As World Youth Day pilgrims gathered for a July 30 prayer vigil with Pope Francis in Poland, about 1,200 young people came together in Aleppo, Syria, to celebrate their own version of the international event.
The July 29-30 gathering in Aleppo was organized with the approval of local bishops. More than 30 associations, church groups and schools were involved.
“Doing something like this is not easy in times of war. We had a lot of difficulties but try to overcome them,” said a Salesian priest who was one of the organizers of the Aleppo gathering. He made the comments in a statement released by World Youth Day organizers in Krakow.
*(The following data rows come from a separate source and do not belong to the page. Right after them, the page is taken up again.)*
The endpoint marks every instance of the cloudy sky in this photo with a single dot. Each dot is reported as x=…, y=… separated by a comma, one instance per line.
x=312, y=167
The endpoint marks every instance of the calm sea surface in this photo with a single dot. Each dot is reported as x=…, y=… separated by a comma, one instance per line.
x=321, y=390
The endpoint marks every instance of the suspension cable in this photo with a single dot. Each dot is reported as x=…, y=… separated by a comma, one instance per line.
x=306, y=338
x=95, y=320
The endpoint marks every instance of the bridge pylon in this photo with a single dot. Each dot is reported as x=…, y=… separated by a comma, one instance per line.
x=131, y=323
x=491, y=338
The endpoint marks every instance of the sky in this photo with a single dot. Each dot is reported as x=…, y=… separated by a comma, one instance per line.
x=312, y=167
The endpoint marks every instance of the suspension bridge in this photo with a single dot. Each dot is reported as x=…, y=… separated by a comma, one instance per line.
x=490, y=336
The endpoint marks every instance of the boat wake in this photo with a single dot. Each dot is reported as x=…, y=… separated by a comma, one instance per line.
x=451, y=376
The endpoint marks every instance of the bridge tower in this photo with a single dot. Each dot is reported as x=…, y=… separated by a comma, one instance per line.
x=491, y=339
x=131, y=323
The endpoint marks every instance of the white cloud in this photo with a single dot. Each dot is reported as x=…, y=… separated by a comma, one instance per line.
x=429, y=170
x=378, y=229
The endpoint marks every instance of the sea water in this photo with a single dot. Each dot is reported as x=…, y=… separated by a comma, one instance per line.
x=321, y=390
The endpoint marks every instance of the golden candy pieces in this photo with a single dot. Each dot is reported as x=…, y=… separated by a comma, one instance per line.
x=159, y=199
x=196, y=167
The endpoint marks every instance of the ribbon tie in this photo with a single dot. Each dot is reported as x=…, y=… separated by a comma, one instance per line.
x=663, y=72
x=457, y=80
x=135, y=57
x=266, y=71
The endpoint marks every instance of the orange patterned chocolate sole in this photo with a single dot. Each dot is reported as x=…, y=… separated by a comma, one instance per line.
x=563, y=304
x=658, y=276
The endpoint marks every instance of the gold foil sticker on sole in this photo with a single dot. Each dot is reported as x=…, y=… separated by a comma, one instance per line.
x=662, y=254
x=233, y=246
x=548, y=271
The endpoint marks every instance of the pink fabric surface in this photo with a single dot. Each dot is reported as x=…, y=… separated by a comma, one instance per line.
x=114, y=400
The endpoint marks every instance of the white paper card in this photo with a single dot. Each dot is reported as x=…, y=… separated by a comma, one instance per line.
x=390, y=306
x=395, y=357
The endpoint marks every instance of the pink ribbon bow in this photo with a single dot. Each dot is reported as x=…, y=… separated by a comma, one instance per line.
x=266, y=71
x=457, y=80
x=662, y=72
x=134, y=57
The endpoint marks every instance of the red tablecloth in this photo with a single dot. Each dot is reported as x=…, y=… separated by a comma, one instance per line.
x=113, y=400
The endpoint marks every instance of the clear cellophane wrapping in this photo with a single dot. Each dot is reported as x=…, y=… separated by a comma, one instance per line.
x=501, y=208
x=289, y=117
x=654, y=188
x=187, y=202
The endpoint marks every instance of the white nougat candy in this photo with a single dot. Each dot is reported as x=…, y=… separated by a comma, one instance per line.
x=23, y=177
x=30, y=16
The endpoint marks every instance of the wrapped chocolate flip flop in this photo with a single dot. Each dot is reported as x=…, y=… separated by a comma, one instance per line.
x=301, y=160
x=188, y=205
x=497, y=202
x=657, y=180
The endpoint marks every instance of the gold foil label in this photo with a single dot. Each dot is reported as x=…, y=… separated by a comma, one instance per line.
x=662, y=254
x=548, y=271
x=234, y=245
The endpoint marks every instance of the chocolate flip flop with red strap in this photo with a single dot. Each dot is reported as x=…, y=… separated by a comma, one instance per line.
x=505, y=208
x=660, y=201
The Aleppo event had as its theme “Move the Heart,” accompanied by the Gospel phrase “Blessed are the merciful, for they will have mercy.”
It took place in the Salesians’ Santa Matilde church. Like the Krakow World Youth Day, it included catechetical sessions on the face of mercy and the dynamics of mercy; the opening of a Door of Mercy just for the event with the presence and blessing of Bishop Georges Abou Khazen of Aleppo; eucharistic adoration and the sacrament of reconciliation; prayer for peace in Syria and in the world; and a celebration and sharing of experiences.
The young people in Aleppo addressed greetings to Pope Francis and posted video and other images of their gathering online.
In Krakow, the plight of the Syrian people was never far from the World Youth Day pilgrims. At the Field of Mercy, they heard testimony from 26-year-old Rand Mittri of Aleppo, who shared the pain and sorrow that comes from seeing her city “destroyed, ruined and broken.”
The situation in Syria also was recalled during the Way of the Cross July 29 at World Youth Day in Blonia Park in Krakow.
The first station — Jesus sentenced to death — related to sheltering the homeless and refugees who share in that same suffering through humanity’s indifference. A couple who fled Syria was among those who helped carry the cross.
Pope Francis, who had watched from the stage, began his address by welcoming the Syrian refugees “with fraternal affection and friendship.”
“By embracing the wood of the cross, Jesus embraced the nakedness, the hunger and thirst, the loneliness, pain and death of men and women of all times. Tonight, Jesus — and we with him — embrace with particular love our brothers and sisters from Syria who have fled from the war,” he said.